What we rarely hear – or perhaps are too fearful to admit – is how liberating marriage can actually be.
Our grandmothers, we are told, took husbands the way we might choose our first apartment. There was a scheduled viewing, a quick turn about the interior, a glance inside the closets, a nervous intake of breath as one read the terms of the lease, and then the signing – or not. You either felt a man’s charms right away or you didn’t. If you didn’t, you entertained a few more prospects until you found one who better suited you. If you love him, really loved him, all the better. But you also expected to make compromises. The view may not be great, but it’s sunny and spacious (translation: he’s not that handsome, but he’s sweet-natured and will be a good provider).
Whether you accepted or rejected him, however, you didn’t dawdle. My late mother-in-law, who married at twenty, told me that in her college circles in the mid-1950s, a man who took a woman out for more than three dates without intending marriage was considered a cad. Today, the man who considered marriage so rashly would be thought a fool. Likewise, a woman.

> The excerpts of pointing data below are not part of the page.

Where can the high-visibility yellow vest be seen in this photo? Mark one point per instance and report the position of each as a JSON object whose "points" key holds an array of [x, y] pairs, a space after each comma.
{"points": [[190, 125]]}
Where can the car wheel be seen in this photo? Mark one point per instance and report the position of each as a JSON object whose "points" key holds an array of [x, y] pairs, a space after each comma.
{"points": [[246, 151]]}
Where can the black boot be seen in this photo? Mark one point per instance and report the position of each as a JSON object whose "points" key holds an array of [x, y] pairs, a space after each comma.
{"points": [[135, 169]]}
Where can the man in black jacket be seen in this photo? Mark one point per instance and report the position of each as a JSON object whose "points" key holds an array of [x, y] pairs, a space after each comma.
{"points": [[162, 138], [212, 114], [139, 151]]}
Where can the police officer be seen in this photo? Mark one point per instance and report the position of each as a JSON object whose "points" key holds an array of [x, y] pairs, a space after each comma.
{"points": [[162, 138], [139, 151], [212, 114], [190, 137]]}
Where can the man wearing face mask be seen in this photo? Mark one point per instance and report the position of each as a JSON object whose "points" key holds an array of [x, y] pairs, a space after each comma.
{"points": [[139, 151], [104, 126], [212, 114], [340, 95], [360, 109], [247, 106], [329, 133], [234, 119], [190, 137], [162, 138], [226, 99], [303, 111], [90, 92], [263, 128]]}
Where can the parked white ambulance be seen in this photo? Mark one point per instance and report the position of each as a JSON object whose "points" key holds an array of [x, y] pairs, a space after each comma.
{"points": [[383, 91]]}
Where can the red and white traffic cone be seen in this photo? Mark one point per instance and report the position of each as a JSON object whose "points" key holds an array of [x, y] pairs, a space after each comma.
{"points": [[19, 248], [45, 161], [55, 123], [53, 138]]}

Instead, like lords or sailors of yore, a young woman is encouraged to embark upon the world, seek her fortune and sow her oats, and only much later – closer to 30 than 20 – consider the possibility of settling down. Even religious conservatives, who disapprove of sex outside of marriage, accept the now- common wisdom that it is better to put off marriage than do it too early. The popular radio host, Laura Schlessinger, traditional in so many of her views, constantly tells her listeners not to consider going to the altar much before thirty. In 1965, nearly 90 percent of women aged 25 to 29 were married; by 1996, only 56 percent of women in this age group were. Indeed, the more educated and ambitious a woman is the more likely she is to delay marriage and children, the Census Bureau reports. And if she doesn’t – if such a young woman decides to get married, say, before she is25 – she risks being regarded by her friends as a tragic figure, spoken of the way wartime generations once mourned the young man killed in battle: "How unfortunate, with all that promise, to be cut down so early in life!"

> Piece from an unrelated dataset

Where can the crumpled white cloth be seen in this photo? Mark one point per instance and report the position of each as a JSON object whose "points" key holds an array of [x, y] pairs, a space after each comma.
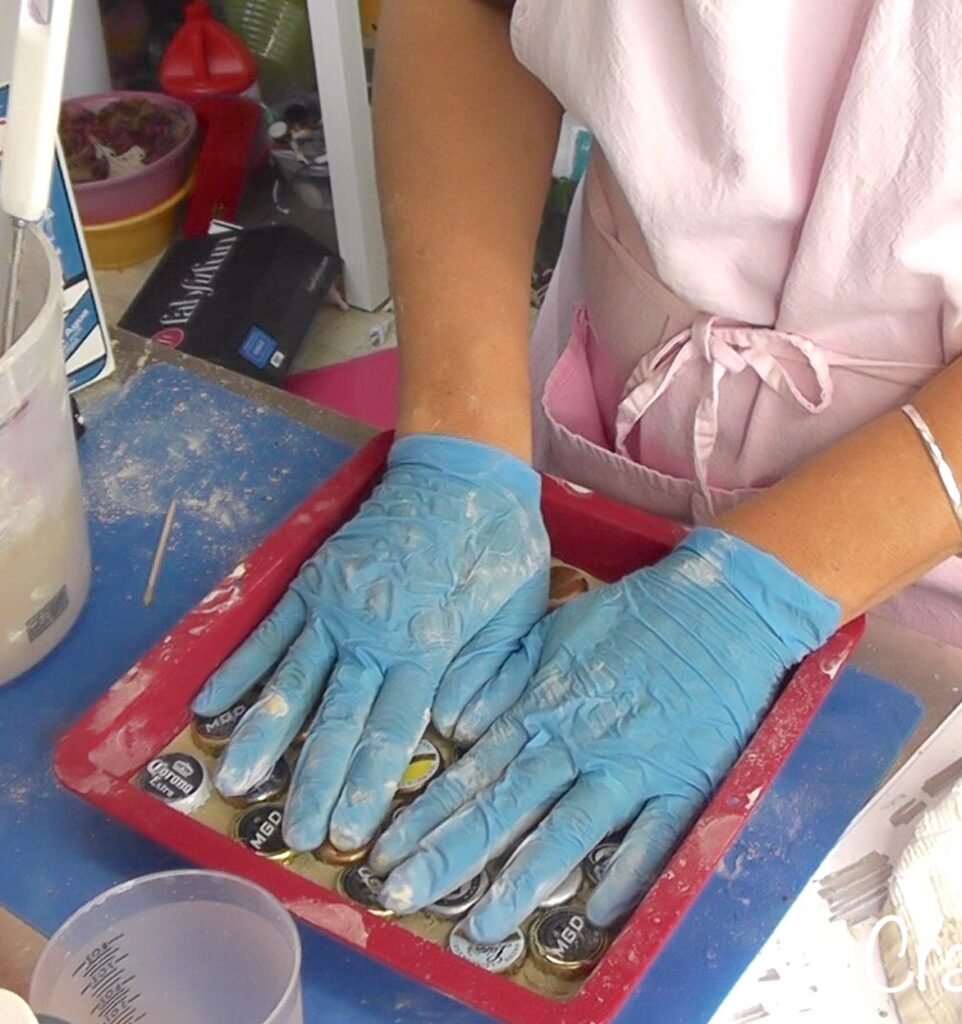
{"points": [[925, 893]]}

I remember congratulating a young woman upon her recent marriage to a friend of mine and commenting perfunctorily that both of them must be very happy. She was 24 at the time. She grabbed my hand, held it, and said with emotion, "Thank you!" As it turned out, I’d been the only woman to offer her congratulations without immediately expressing worry that she’d done the wrong thing. Her single female friends had greeted her wedding announcement as a kind of betrayal. A few had managed to stammer some grudging best wishes. Her best friend nearly refused to be a bridesmaid. They simply couldn’t fathom why she’d tossed away her freedom when she was barely out of college. And she, in turn, couldn’t convince them that she really had met the man she wanted to marry, that she didn’t want to keep going out to bars in the evenings and clubs on the weekends, postponing her marriage for half a decade until she reached an age that her friends would consider more suitable.
In this sense, we lead lives that are exactly the inverse of our grandmothers’. If previous generations of women were raised to believe that they could only realize themselves within the roles of wife and mother, now the opposite is thought true: It’s only outside these roles that we are able to realize our full potential and worth as human beings. A 20-year-old bride is considered as pitiable as a 30-year-old spinster used to be. Once a husband and children were thought to be essential to a woman’s identity, the source of purpose in her life; today, they are seen as peripherals, accessories that we attach only after our full identities are up and running.